Welcome To New-York, ou l’homme qui n’était qu’à un « jet » de la (p)résidence de la république.
Disons le tout net, Welcome To New York est un film qui marquera son époque. Poursuivant le sillon entamé depuis Gogo Tales, Abel Ferrara présente une œuvre d’une grande beauté formelle. Caméra au poing et au plus près de ses personnages, il filme leur déchéance sous fond de néons rouges et de lumières tamisées. La moindre chambre d’hôtel prend ainsi l’apparence d’un purgatoire souillé par les liquides séminaux et les tâches de cognac 30 ans d’âge. Il n’a pas du être facile pour Anne Sinclair et Dominique Strauss-Kahn de voir ainsi exposées leurs turpitudes, de plonger dans ce passé récent qu’ils auraient souhaité enterrer à jamais. Anne Sinclair s’en est d’ailleurs émue dans une tribune sur le Huffington Post. Evoquant le film, elle a manifesté son « dégoût de la façon dont M. Ferrara représente les femmes, ce qui doit illustrer ses propres pulsions » et indiqué que selon elle « Les producteurs du film projettent leurs fantasmes sur l’argent et les juifs ». Le film n’est pas antisémite, mais il est d’une infinie dureté à l’égard de l’hyper-classe, toutes obédiences confondues. Abel Ferrara n’a pas filmé avec complaisance, il n’est pas un réalisateur français subventionné mais un artiste engagé qui met toutes ses tripes et tous les moyens possibles au service de ce qui lui tient à cœur. Il n’est pas homme à concéder la moindre parcelle formelle ou scénaristique à la bienséance policée des salons mondains, il ne leur devait rien et a donc pu faire ce qui lui semblait le plus juste.
« Devereaux », jumeau obèse de Dominique Strauss-Kahn, est incarné par le dissident gaulois numéro un. Buveur, fumeur et gros mangeur, Gérard Depardieu récite une partition phénoménale, celle du plus grand acteur vivant, de cette parcelle vivante de barbarie qui sommeille encore en nous. Littéralement plus animal qu’homme, il campe l’ex-directeur du FMI comme bloqué au stade oral, pulsionnel, enfantin, ne supportant aucune entrave à ses multiples jouissances. Pur libéral-libertaire, Devereaux accomplit les prophéties d’Ayn Rand et ne se reconnaît comme obligation que son épanouissement personnel.
Une planche à billets apparaît dans le premier plan du film, métaphore de la longue série de femmes « niquées » (selon son propre terme) l’ex président du FMI. Elles n’étaient d’ailleurs pas des femmes, mais des vagins convertissables en espèces sonnantes et trébuchantes.
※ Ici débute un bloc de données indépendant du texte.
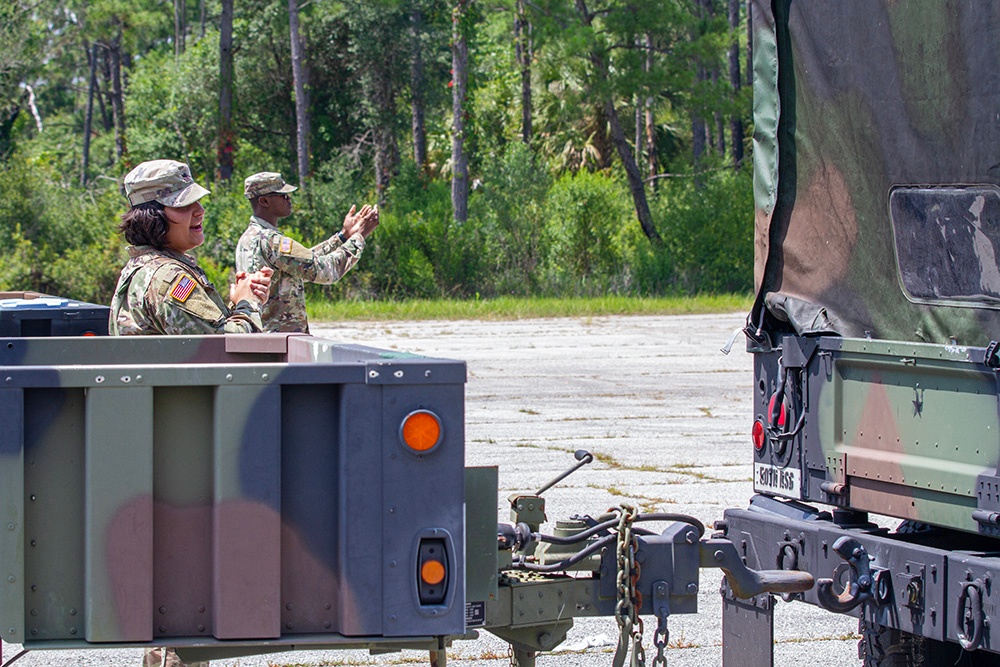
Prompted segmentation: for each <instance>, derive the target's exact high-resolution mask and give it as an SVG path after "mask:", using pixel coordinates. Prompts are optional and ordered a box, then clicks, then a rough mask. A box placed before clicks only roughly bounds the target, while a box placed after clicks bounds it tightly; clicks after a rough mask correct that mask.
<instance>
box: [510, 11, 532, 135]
mask: <svg viewBox="0 0 1000 667" xmlns="http://www.w3.org/2000/svg"><path fill="white" fill-rule="evenodd" d="M515 12H516V14H515V17H514V49H515V54H516V58H517V64H518V66H519V67H520V68H521V141H523V142H524V143H526V144H530V143H531V108H532V103H531V59H532V57H533V53H532V51H533V50H534V47H533V44H532V41H531V21H530V20H529V19H528V15H527V12H526V11H525V7H524V0H517V2H516V7H515Z"/></svg>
La première demi-heure de Welcome To New York montre l’agenda de l’ancien directeur du FMI avant l’ « affaire Nafissatou Diallo ». « Devereaux » propose des prostituées aux agents des services français, ce qui semble assez crédible. Toutes ses secrétaires offraient des services « particuliers », certaines spécialisées dans la fellation, d’autres dans l’effeuillage…. Notre homme lui s’abandonne pleinement à des orgies dignes de pornos amateurs. Dominique Strauss-Kahn, favori à la présidence de la République en 2010, avait un mode de vie proche d’un Patrick Sébastien sous viagra, constitué de partouzes dans l’esprit du Cap d’Agde naturiste et de constantes beuveries. Maître libidineux, il était un homme-goret auquel rien ne résistait car son « pouvoir d’achat » était illimité. Les prostituées étaient soumises à l’aura de l’homme de pouvoir au portefeuille généreusement garni. Lui se soumettait à sa sexualité débridée nourrie aux fantasmes pornographiques les plus crades, grognant comme un chien qui a trop d’os à ronger, boulimique d’argent et de stupre. « Devereaux » n’était qu’un personnage de Jean-Louis Costes, un pornocrate pipi-caca.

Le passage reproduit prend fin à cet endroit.